Desde el aire, a vista de pájaro (o del avión desde el que se rueda la panorámica), parecen incomprensibles: unas cuantas casas, agrupadas sobre todo al lado de una calle ancha (antes o después, recuerda, han de pasar por allí las vacas, conducidas por los vaqueros en un viaje de meses; o más tarde hasta la estación de ferrocarril). En medio de la nada más absoluta y estéril. Bajemos al suelo. ¿Qué hace esa gente allí, de qué vive? Porque no hay agricultura ni ganadería a la vista. Sin embargo, sí hay una oficina del sheriff, un banco, una funeraria, un salón donde se reúnen a beber, a jugar al póker entre ellos o con tahúres profesionales, y a juntarse con las chicas, jóvenes y procaces; también hay una tienda que vende de todo, desde herramientas y comidas enlatadas, sobre todo judías, hasta trajes de París que se piden por encargo; está la oficina de la diligencia antes de que haya una estación de ferrocarril; también hay una iglesia y una escuela, y hasta una peluquería y un hotel. Hay más personajes, que ocupan todos los lugares que hemos citado, pero no llegamos a saber muy bien a qué se dedican. Las mujeres se pueden dividir en tres grupos, las procaces chicas del salón, venidas de las ciudades con sus ropas de colores chillones, las mujeres de los habitantes del pueblo, de mediana edad y todas bastante feas, y la maestra de la escuela, que es joven y bella, pero no es procaz ni viste ropas chillonas. A veces, se convierte en la novia del protagonista de la historia y se casa, antes de volverse fea, suponemos que para que otra hermosa joven ocupe su lugar. Sabemos quiénes son, pero también que no pueden vivir de ellos mismos: no hay un recorrido posible de los dólares de unos a otros que dé 11


para todos.
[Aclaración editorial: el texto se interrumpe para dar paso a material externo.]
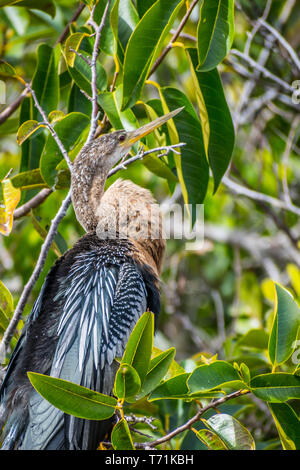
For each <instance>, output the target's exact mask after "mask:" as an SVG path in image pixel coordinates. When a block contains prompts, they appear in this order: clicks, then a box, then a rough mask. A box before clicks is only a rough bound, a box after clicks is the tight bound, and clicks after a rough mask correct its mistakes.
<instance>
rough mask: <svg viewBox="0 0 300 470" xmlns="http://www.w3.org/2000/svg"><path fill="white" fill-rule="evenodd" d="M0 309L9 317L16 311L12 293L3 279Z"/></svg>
mask: <svg viewBox="0 0 300 470" xmlns="http://www.w3.org/2000/svg"><path fill="white" fill-rule="evenodd" d="M0 309H1V310H2V312H3V313H4V314H5V316H6V317H7V318H10V316H11V314H12V313H13V311H14V301H13V298H12V295H11V293H10V291H9V290H8V289H7V287H6V286H5V285H4V284H3V282H2V281H0Z"/></svg>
Haz un ejercicio imprescindible, para familiarizarte, y verás que tengo razón. Llega al pueblo, en diligencia o ferrocarril. Eres agradable y hablas con todos. Hospédate en el hotel y come una chuleta con judías en el restaurante. Pasea y charla, compra algo en la tienda, córtate el pelo, la peluquería es un centro social de primer orden. Después, ve al salón: es mejor que a los jugadores los observes, pero sin entrar en la partida. Muchas de las historias del Oeste terminan con el forastero arruinado o, en caso de buena fortuna en el juego, muerto en un duelo en la calle ancha. Bebe whisky y hasta sube a los dormitorios con la chica que más te guste. El domingo, acude a los oficios religiosos. Desde entonces ya puedes saludar a los del pueblo, hacerles una reverencia a las mujeres, sobre todo a la esposa del predicador. Incluso mirar de cerca a la maestra. Pero sigues sin saber de qué viven, ofreciendo tantos servicios. ¡Un momento! ¿Te quedaste a charlar en la tienda, como te dije? ¿No viste que llegaba gente en carros, hacía grandes compras y se marchaban o se quedaban a visitar la peluquería o a beber en el salón? Tienes que prestar más atención: vives ahí, ¿recuerdas? Esa es la gente que pone el dinero: los de los ranchos que quedan fuera de la panorámica de la vista de pájaro. Habría que hacer la toma desde mucha más altura para que entraran en el cuadro. Son los que viven alejados, dedicados a la cría de ganado. O a una débil agricultura, pero suficiente para proporcionar trigo y judías. También llegan de las montañas próximas mineros del oro, con una pequeña bolsa con gruesas pepitas que malvenden en el banco.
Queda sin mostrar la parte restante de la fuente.